Le champion de ping-pong (à propos de Federman hors limites)

Voilà un gros volume de 260 pages qui paradoxalement nous semble trop court : Federman hors limites (Ed. Argol, 26 €), le livre d'entretien entre Raymond Federman et Marie Delvigne*.

Raymond Federman est un écrivain incontournable, notamment pour toute la série des "surfictions" (c'est-à-dire le dépassement de la simple autofiction) publiées en France au début des années 2000 par les Editions Al Dante (par exemple dans Retour au fumier ou A qui de droit).

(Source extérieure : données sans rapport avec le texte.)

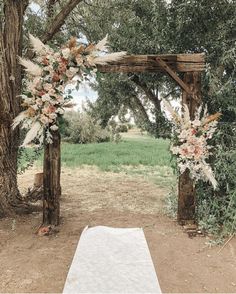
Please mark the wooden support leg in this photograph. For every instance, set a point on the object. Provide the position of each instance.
(51, 181)
(186, 190)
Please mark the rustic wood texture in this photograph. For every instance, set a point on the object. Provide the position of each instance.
(51, 181)
(11, 24)
(187, 193)
(147, 63)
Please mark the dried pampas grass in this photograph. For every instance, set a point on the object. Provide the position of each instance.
(35, 131)
(30, 67)
(17, 120)
(102, 45)
(171, 110)
(209, 174)
(37, 45)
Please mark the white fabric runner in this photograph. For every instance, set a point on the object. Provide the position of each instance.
(114, 261)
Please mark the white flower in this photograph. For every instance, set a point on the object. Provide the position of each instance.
(46, 97)
(54, 127)
(196, 123)
(65, 53)
(60, 111)
(47, 86)
(73, 70)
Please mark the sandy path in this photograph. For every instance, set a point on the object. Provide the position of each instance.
(30, 263)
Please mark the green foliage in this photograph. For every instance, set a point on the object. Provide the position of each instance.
(81, 128)
(144, 151)
(27, 157)
(122, 128)
(209, 26)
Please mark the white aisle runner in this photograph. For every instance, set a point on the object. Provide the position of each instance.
(114, 261)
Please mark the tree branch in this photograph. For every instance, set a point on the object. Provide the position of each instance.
(147, 92)
(59, 20)
(55, 25)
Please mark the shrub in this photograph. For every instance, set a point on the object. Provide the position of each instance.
(83, 129)
(122, 128)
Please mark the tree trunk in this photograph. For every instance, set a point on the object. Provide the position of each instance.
(51, 181)
(10, 87)
(187, 194)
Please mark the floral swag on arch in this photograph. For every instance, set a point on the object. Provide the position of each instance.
(190, 142)
(45, 97)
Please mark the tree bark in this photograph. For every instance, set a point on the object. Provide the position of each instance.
(187, 194)
(10, 87)
(51, 181)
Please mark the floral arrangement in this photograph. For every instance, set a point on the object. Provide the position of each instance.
(190, 143)
(45, 98)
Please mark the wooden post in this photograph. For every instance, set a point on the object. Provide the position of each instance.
(51, 181)
(186, 193)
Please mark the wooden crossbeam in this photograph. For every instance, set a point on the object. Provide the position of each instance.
(173, 75)
(147, 63)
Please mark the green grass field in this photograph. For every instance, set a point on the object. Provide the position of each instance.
(111, 156)
(135, 155)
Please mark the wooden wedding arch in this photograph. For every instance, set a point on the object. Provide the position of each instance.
(191, 65)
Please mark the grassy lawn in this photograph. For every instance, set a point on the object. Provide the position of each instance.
(111, 156)
(138, 155)
(135, 155)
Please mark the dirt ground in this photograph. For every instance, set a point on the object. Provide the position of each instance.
(29, 263)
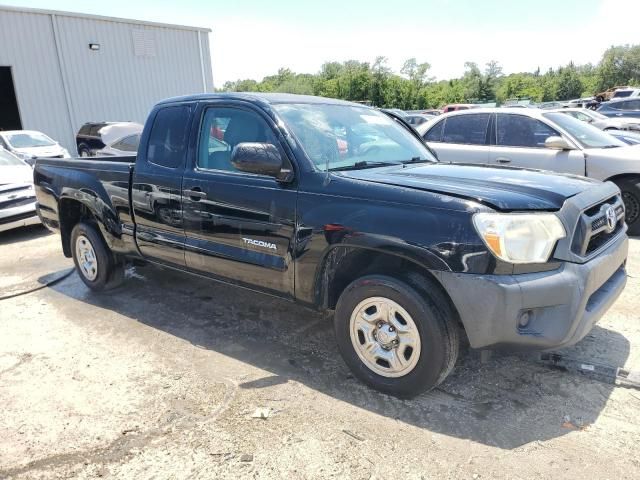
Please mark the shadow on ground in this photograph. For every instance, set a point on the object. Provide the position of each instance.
(18, 235)
(507, 402)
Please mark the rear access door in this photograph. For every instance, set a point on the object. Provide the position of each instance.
(156, 190)
(239, 227)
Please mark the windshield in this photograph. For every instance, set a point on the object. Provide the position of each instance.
(585, 134)
(29, 139)
(9, 160)
(345, 136)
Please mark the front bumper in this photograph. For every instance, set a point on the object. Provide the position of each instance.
(17, 217)
(562, 305)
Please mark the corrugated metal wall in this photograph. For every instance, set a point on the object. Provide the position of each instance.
(116, 82)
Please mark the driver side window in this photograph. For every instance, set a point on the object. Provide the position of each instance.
(222, 129)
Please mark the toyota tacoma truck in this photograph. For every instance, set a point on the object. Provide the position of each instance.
(342, 208)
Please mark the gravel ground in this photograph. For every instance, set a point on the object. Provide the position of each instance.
(161, 379)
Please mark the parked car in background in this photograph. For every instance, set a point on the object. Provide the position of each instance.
(108, 139)
(608, 93)
(626, 107)
(457, 106)
(540, 139)
(601, 121)
(428, 111)
(29, 144)
(17, 196)
(395, 111)
(627, 136)
(416, 119)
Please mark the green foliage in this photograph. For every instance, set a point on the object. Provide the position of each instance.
(414, 88)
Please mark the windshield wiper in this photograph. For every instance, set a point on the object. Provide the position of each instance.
(364, 164)
(416, 160)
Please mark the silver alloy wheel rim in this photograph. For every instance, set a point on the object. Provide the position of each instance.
(385, 337)
(86, 255)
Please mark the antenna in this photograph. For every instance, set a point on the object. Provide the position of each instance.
(327, 178)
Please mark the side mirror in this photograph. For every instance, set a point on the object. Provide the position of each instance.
(557, 143)
(258, 158)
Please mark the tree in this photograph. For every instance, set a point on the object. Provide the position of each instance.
(380, 75)
(412, 87)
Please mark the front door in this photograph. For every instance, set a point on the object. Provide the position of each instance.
(520, 142)
(239, 227)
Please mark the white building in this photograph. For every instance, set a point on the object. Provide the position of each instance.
(59, 70)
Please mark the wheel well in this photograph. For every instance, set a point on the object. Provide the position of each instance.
(71, 212)
(344, 265)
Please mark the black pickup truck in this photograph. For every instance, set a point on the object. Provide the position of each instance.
(340, 207)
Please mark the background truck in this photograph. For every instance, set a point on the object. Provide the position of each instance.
(542, 139)
(340, 207)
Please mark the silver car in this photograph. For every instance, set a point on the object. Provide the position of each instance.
(601, 121)
(540, 139)
(17, 196)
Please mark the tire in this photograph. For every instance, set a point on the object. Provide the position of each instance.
(96, 265)
(630, 188)
(430, 316)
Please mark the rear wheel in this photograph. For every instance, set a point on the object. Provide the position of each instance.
(394, 337)
(97, 266)
(630, 188)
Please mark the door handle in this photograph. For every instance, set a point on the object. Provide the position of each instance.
(195, 194)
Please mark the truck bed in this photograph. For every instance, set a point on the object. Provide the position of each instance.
(102, 184)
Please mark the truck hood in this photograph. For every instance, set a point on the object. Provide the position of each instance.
(502, 188)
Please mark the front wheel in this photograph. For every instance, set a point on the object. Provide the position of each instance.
(396, 338)
(630, 188)
(98, 268)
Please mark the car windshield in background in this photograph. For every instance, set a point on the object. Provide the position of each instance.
(344, 136)
(9, 160)
(587, 135)
(29, 140)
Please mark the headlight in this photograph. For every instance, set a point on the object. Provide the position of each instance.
(520, 237)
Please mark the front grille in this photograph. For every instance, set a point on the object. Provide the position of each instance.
(593, 231)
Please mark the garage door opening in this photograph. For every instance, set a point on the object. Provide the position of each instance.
(9, 113)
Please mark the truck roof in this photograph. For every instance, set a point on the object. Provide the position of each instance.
(262, 97)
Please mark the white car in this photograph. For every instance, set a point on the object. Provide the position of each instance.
(17, 196)
(540, 139)
(601, 121)
(30, 144)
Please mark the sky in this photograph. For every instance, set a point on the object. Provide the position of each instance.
(251, 39)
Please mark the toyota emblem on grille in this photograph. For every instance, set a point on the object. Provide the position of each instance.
(612, 218)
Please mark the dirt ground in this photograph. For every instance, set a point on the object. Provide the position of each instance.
(161, 379)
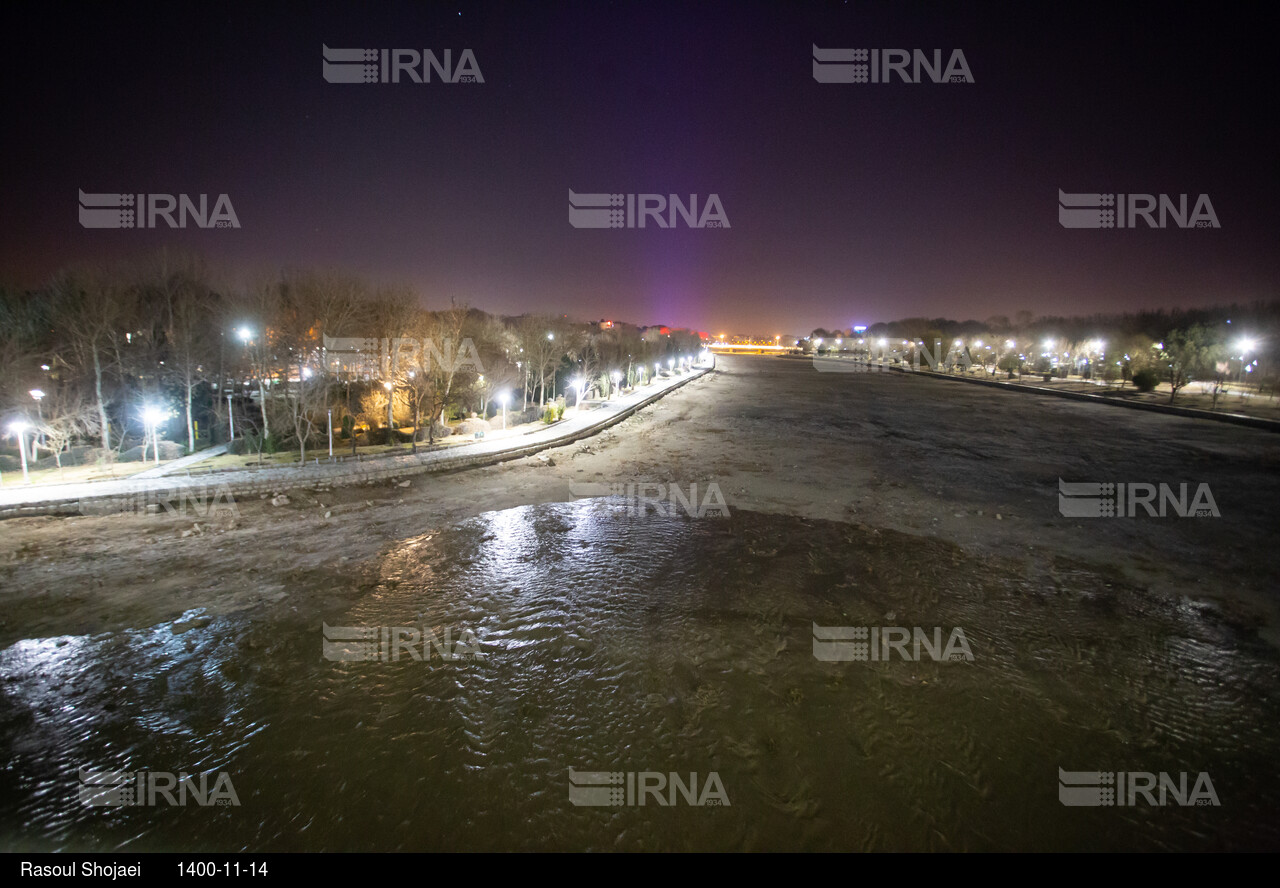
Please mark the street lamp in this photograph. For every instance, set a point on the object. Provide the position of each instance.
(19, 426)
(39, 396)
(151, 416)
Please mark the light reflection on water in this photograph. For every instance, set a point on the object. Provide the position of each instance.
(627, 644)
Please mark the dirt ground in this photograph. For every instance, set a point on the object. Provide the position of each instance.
(926, 457)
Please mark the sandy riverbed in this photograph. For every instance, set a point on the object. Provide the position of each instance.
(959, 463)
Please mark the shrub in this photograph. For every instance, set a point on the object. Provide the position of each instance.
(1146, 380)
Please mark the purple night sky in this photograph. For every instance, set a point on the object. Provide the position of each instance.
(848, 202)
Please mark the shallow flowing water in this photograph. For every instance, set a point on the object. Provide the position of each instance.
(611, 641)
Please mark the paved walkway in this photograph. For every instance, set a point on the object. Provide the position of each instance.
(67, 498)
(184, 462)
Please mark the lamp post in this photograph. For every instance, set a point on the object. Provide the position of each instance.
(19, 426)
(151, 417)
(39, 396)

La vie et les livres de Federman sont difficiles à regrouper dans un seul volume mais c'est déjà là un bel objet, entre l'entretien et la biographie racontée par son sujet (l'autobiographie parlée). L'ouvrage contient de nombreux extraits de textes (publiés et inédits) et des centaines de photographies d'archive inédites extraites de la collection personnelle de l'auteur. En tout, 13 chapitres pour se raconter, avec une mention spéciale pour le chapitre "Federman is a champion" dans lequel l'écrivain franco-américain (ou américano-français) parle de sa pratique du sport. Federman hors limites, sorte de portrait de l'auteur en champion...

Extraits :

"J'étais tellement fort au ping-pong que personne ne voulait jouer avec moi, alors je jouais tout seul des deux côtés en même temps."(...)

"La plupart des acteurs ne savent pas bien mourir au cinéma. Ca, c'est vrai aussi des chanteurs d'opéra. C'est incroyable comment ils meurent mal sur la scène, sauf peut-être Tosca quand elle saute dans le vide de la tour. Les acteurs et les chanteurs d'opéra, ils savent bien mourir seulement quand ils se droguent dans leurs riches pénates à Hollywood, et aussi quand ils se suicident. Mais dans les films la plupart des acteurs ne savent pas mourir. L'acteur qui savait vachement bien mourir, c'était Marlon Brando." (...)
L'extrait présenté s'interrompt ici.